An undergraduate at another university writes:
Dear Mr Leiter,
I am a student in philosophy at [name omitted]. I just wanted to express gratitude for this post (http://leiterreports.typepad.com/blog/2016/08/crime-vs-sex-crime.html#more) because it corroborates my experience and makes me feel as though I am not alone.
This part in particular stands out:
'a handful of very vocal figures (many otherwise quite marginal to academic philosophy), whose mixture of foolishness, sanctimoniousness and/or vindictiveness we've commented on many times before--for example, here, here, here, here, here,here. "Pathologically self-righteous people" (to quote an earlier correspondent) can't be reasoned with, but perhaps they can be stopped. But this will require more courage and forthrightness from the majority in the profession, both faculty and students, who find this climate of fear, with its harm to honest intellectual discussion, unacceptable.'
There is a group at my university who call themselves [an acronym for a group of female students of philosophy at the university]. They actively recruit members and take it upon themselves to organise things like reading groups, "how to apply" workshops, etc. They don't stand out for their philosophical ability but they give themselves an active role and visible presence in the department. When I began at the university, I joined, but have been disappointed to discover the core group are a clique who approach politics with exactly the sort of self-righteous and authoritarian attitudes and behaviours you mention here. None of them are faculty: they are people who have at least finished undergraduate studies and are looking to complete either a Masters or a PhD at some point. As I said, they don't stand out for having particular philosophical ability. Faculty don't seem to be either opposed to or particularly supportive of them. However I have found their presence intimidating and frustrating, because I don't agree with all of their political opinions, or at least have the audacity to believe they are open to question. It's not just that they promulgate their own set of dogmas, but that you feel like you have to watch your back and be careful what you say, otherwise they might mobilise people against you. I find them anti-philosophical: they don't seem to value academic freedom or free inquiry, preferring instead to police language and thought for "problematic" expression and views.
Anyway, I hope they fall by the wayside over time, and don't represent the future of philosophy. I hope all we are seeing is some kind of political fad that will die out sooner rather than later.

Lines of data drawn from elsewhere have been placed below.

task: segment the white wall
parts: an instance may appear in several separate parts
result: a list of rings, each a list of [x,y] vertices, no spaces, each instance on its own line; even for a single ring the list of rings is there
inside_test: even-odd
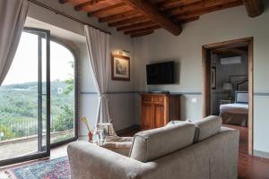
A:
[[[99,23],[96,18],[87,17],[86,13],[75,12],[74,10],[74,6],[71,4],[61,4],[56,0],[39,1],[82,21],[110,31],[111,52],[117,52],[118,50],[126,50],[129,52],[126,53],[126,55],[131,57],[130,81],[111,81],[111,72],[109,68],[108,90],[109,92],[108,99],[109,110],[111,111],[110,115],[116,130],[121,130],[134,124],[134,98],[133,93],[128,93],[129,91],[133,91],[134,84],[134,71],[133,70],[134,61],[132,58],[133,47],[131,38],[128,36],[124,35],[122,32],[117,32],[113,28],[108,29],[106,23]],[[51,28],[50,26],[48,28],[48,30],[53,30],[53,34],[55,36],[60,36],[61,38],[73,40],[79,49],[77,50],[79,64],[79,117],[86,116],[91,122],[91,126],[94,126],[98,96],[96,94],[96,89],[88,63],[88,54],[86,50],[83,25],[62,15],[56,14],[55,13],[32,3],[30,3],[28,16],[69,31],[66,33],[57,33],[57,31],[55,30],[56,29]],[[42,28],[44,27],[42,26]],[[81,37],[78,37],[79,35]],[[85,126],[80,123],[79,136],[86,135],[86,133]]]
[[[183,93],[182,119],[201,118],[202,46],[254,37],[254,149],[269,152],[269,143],[265,141],[265,138],[269,136],[269,114],[265,109],[265,107],[269,107],[267,4],[265,13],[255,19],[249,18],[245,7],[241,5],[203,15],[200,20],[184,25],[182,33],[178,37],[165,30],[159,30],[152,35],[137,38],[134,42],[134,70],[137,74],[135,89]],[[170,59],[180,64],[179,84],[147,86],[145,64]],[[189,92],[199,94],[194,96],[189,95]],[[197,99],[196,103],[195,98]]]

Thanks again for taking a public stand against this worrying phenomenon!
That piece clearly touched a nerve with many readers. Another junior faculty member at another university wrote about his social media exposure to his colleagues at a temporary job he had elsewhere:
[T]he sorts of things I was seeing were just appalling. As one of your correspondents put it, the kind of pathological self-righteousness, the grotesque moral peacocking competition to see who could most aggressively signal their sensitivity to the marginalized and oppressed...it was just unbelievable to me that so many professional philosophers and graduate students could be so manifestly self-deluded as to what they were doing and why. I needn't provide examples to you, I'm sure.
In that time, you were one of the few people who helped me keep my sanity. I am normally a very outspoken person, and if not for being on the market, and having tenure to think about after that, I am very much the sort who would have relished the opportunity to weigh in on all this shameful nonsense. But at the time, I could barely keep my head above water, and am now proud I managed to resist writing some publicly available screed that might have kept me from getting a job. One of the most frustrating things about that time (and now) is that I feel less free to express my opinions than I ever did as a graduate student, where I felt very free. The climate is so censorious and grandstandingly punitive that I, like so many others, feel effectively silenced. And I still largely feel that way despite having a TT job now.
More folks, including the many senior folks I hear from, need to be more vocal in the lives of their departments and on social media about the unacceptability of this behavior.